Persistent T-cell activation in the poor immunological responders. Level of CD4⁺ (A) and CD8⁺ (B) T-cell activation. Closed red circles, PIR harboring some X4 viruses; closed red circles with a blue ring, PIR harboring R5 viruses with an “X4-like” genotype; closed gray circles, PIR in whom coreceptor usage could not be determined; open red circles, GIR harboring some X4 viruses; open blue circles, GIR harboring R5 viruses; open gray circles, GIR in whom coreceptor usage could not be determined. (C) Frequency of naïve T cells (T_N, CD45RA⁺ CD27⁺), central memory cells (T_CM, CD45RA⁻ CD27⁺), effector memory cells (T_EM, CD45RA⁻ CD27⁻), and terminally differentiated effector memory cells (T_TEM, CD45RA⁺ CD27⁻).
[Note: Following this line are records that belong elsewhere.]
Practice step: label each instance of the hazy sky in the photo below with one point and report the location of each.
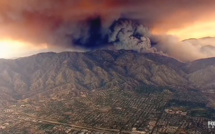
(31, 26)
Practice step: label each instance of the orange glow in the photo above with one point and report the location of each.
(14, 48)
(195, 30)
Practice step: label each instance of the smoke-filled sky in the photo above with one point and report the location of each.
(32, 26)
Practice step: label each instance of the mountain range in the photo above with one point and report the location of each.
(100, 70)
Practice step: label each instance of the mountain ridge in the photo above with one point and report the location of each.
(101, 69)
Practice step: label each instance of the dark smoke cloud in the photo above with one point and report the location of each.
(89, 24)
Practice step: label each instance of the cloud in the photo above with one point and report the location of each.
(84, 24)
(187, 50)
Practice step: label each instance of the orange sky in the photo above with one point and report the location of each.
(26, 25)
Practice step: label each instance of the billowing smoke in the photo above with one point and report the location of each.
(123, 33)
(129, 35)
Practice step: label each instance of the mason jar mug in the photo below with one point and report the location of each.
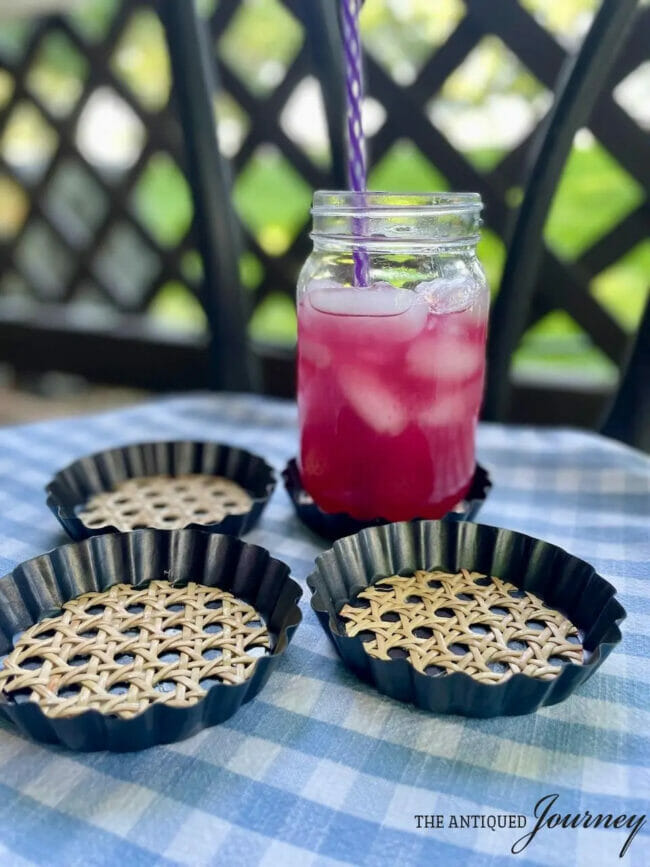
(392, 319)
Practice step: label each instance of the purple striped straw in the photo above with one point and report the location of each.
(356, 149)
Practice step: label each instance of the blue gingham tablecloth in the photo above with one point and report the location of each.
(319, 769)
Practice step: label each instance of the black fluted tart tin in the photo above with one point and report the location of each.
(334, 526)
(561, 580)
(71, 487)
(38, 588)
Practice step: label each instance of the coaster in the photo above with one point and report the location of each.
(119, 651)
(211, 486)
(411, 608)
(442, 622)
(127, 640)
(165, 503)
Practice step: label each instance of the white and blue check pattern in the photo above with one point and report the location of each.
(319, 769)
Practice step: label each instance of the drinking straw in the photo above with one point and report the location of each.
(354, 91)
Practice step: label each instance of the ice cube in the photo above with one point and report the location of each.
(448, 410)
(378, 312)
(379, 299)
(375, 404)
(448, 295)
(444, 357)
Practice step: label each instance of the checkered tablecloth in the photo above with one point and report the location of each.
(320, 769)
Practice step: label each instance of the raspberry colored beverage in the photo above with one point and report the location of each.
(392, 312)
(389, 392)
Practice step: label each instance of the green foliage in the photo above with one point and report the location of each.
(162, 200)
(593, 195)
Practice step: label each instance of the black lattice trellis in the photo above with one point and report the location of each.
(81, 239)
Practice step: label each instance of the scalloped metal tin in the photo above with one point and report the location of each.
(37, 589)
(561, 580)
(334, 526)
(91, 474)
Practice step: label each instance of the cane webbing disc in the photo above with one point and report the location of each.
(165, 502)
(120, 650)
(443, 623)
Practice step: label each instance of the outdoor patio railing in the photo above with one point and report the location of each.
(84, 253)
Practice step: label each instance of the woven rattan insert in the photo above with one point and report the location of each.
(165, 502)
(443, 623)
(123, 649)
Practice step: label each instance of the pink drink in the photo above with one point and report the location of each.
(389, 392)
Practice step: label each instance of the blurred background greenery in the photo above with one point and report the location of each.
(485, 108)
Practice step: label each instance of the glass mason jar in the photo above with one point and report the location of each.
(392, 320)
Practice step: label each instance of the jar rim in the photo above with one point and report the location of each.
(341, 202)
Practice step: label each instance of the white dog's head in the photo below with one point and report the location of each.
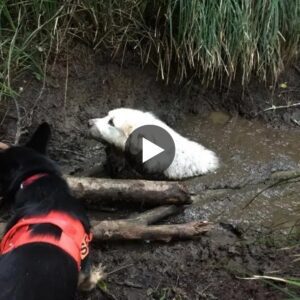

The proportion of T_TEM in the CD4⁺ T-cell subset was negligible and is thus not represented. *, statistically significant difference between the two groups. (D) Proportion of cells bearing the Ki67 cell cycle marker in CD45RA⁺ CD27⁺ CD4⁺ and CD8⁺ T cells. (E) Cell death rate in CD45RA⁺ CD27⁺ CD4⁺ T cells measured using 7-AAD staining. (F) Correlation between CD4⁺ T-cell activation and the percentage of CD45RA⁺ CD27⁺ CD4⁺ T cells. (G) Correlation between CD8⁺ T-cell activation and the percentage of CD45RA⁺ CD27⁺ CD8⁺ T cells. Closed circles, PIR; open circles, GIR.